Jo Harper
19 Août 2026•Mise à jour: 19 Août 2026
Varsovie a fortement réduit ses efforts diplomatiques visant à récupérer l’épave de l’avion présidentiel qui s’est écrasé en Russie il y a 16 ans, mercredi, selon les médias polonais.
La catastrophe aérienne de Smolensk, survenue en 2010, avait tué les 96 personnes à bord, dont le président Lech Kaczynski, son épouse Maria, de hauts responsables de l’État et des commandants militaires.
Depuis l’entrée en fonction, en décembre 2023, de la coalition gouvernementale du Premier ministre Donald Tusk, Varsovie n’a adressé à Moscou qu’une seule note diplomatique demandant la restitution de l’épave, selon Gazeta.pl, citant le ministère polonais des Affaires étrangères.
La demande a été formulée au premier trimestre 2024 et est restée sans réponse.
Cela marque une nette diminution de l’activité diplomatique par rapport aux années précédentes.
Entre 2019 et 2023, sous le précédent gouvernement du parti Droit et Justice (PiS), la Pologne avait envoyé huit notes diplomatiques concernant la restitution de l’avion. La Russie n’avait répondu qu’à une seule, réaffirmant sa position de longue date selon laquelle l’épave ne pouvait être restituée, car elle constituait toujours une pièce à conviction dans le cadre de son enquête pénale en cours sur la catastrophe.

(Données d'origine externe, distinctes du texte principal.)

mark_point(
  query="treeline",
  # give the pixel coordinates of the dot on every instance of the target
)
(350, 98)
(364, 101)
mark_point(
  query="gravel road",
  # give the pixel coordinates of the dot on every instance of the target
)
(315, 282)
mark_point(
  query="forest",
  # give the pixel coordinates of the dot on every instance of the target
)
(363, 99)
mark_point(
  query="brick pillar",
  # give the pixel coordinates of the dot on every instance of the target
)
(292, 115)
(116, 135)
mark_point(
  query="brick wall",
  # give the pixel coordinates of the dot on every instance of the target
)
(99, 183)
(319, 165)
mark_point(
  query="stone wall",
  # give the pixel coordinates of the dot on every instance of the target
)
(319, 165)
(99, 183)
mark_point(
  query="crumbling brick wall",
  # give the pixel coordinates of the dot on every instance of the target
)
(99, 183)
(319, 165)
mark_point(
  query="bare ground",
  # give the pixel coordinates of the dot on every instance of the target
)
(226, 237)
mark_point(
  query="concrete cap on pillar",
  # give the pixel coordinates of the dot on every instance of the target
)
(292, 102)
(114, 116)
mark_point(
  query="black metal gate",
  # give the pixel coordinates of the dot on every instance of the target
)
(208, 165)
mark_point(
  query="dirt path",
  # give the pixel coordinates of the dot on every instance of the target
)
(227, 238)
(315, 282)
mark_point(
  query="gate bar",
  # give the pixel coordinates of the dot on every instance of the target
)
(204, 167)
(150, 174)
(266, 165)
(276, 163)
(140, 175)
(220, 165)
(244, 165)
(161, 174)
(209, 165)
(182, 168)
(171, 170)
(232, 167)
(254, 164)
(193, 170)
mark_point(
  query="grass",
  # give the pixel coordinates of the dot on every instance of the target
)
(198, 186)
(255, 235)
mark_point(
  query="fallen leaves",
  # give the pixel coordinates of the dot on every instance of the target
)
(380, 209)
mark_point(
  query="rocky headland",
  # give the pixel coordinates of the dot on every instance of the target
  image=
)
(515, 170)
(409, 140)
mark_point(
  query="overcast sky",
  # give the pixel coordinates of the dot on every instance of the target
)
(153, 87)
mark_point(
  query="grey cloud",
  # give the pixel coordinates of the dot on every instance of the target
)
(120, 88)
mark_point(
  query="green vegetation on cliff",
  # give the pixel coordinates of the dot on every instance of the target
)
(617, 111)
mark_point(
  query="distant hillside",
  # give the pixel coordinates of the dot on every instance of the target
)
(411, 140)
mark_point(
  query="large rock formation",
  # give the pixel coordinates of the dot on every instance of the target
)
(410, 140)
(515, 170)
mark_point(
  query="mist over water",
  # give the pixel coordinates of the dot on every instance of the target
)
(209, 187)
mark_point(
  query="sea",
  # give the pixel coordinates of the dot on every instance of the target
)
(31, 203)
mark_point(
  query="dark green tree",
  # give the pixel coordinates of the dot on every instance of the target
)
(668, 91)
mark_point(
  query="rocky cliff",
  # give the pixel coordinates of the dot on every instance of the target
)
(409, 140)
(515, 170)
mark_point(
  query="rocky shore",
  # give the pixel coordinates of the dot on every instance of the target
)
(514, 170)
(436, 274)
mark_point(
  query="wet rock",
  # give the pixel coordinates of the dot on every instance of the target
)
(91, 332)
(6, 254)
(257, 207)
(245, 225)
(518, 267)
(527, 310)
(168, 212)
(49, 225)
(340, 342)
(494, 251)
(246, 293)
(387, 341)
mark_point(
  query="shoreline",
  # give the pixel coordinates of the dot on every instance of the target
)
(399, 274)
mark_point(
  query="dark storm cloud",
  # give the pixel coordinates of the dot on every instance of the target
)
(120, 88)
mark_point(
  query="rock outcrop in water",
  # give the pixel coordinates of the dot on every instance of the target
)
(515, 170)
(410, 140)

Le parquet national polonais a également indiqué que la Russie avait refusé à plusieurs reprises de restituer aussi bien l’épave que les enregistreurs de vol de l’appareil avant la conclusion de l’enquête russe.
Les demandes d’entraide judiciaire formulées par la Pologne dans le cadre de l’enquête plus large sur Smolensk sont également restées sans réponse ou ont été rejetées dans plusieurs cas.
Le lieu où se trouve actuellement l’épave et son état sont également incertains.
L’ambassadeur de Pologne à Moscou, Krzysztof Krajewski, a déclaré en avril que les responsables polonais n’étaient désormais plus autorisés à accéder à la zone de la base aérienne militaire de Smolensk Nord où l’épave avait auparavant été entreposée.
Les relations entre Varsovie et Moscou se sont fortement détériorées depuis que la Russie a lancé sa guerre contre l’Ukraine en février 2022.
Une commission gouvernementale polonaise chargée de l’aviation avait conclu en 2011 que l’appareil était descendu en dessous de l’altitude minimale autorisée dans des conditions météorologiques qui empêchaient tout contact visuel avec le sol, et que la décision d’interrompre l’atterrissage avait été prise trop tard.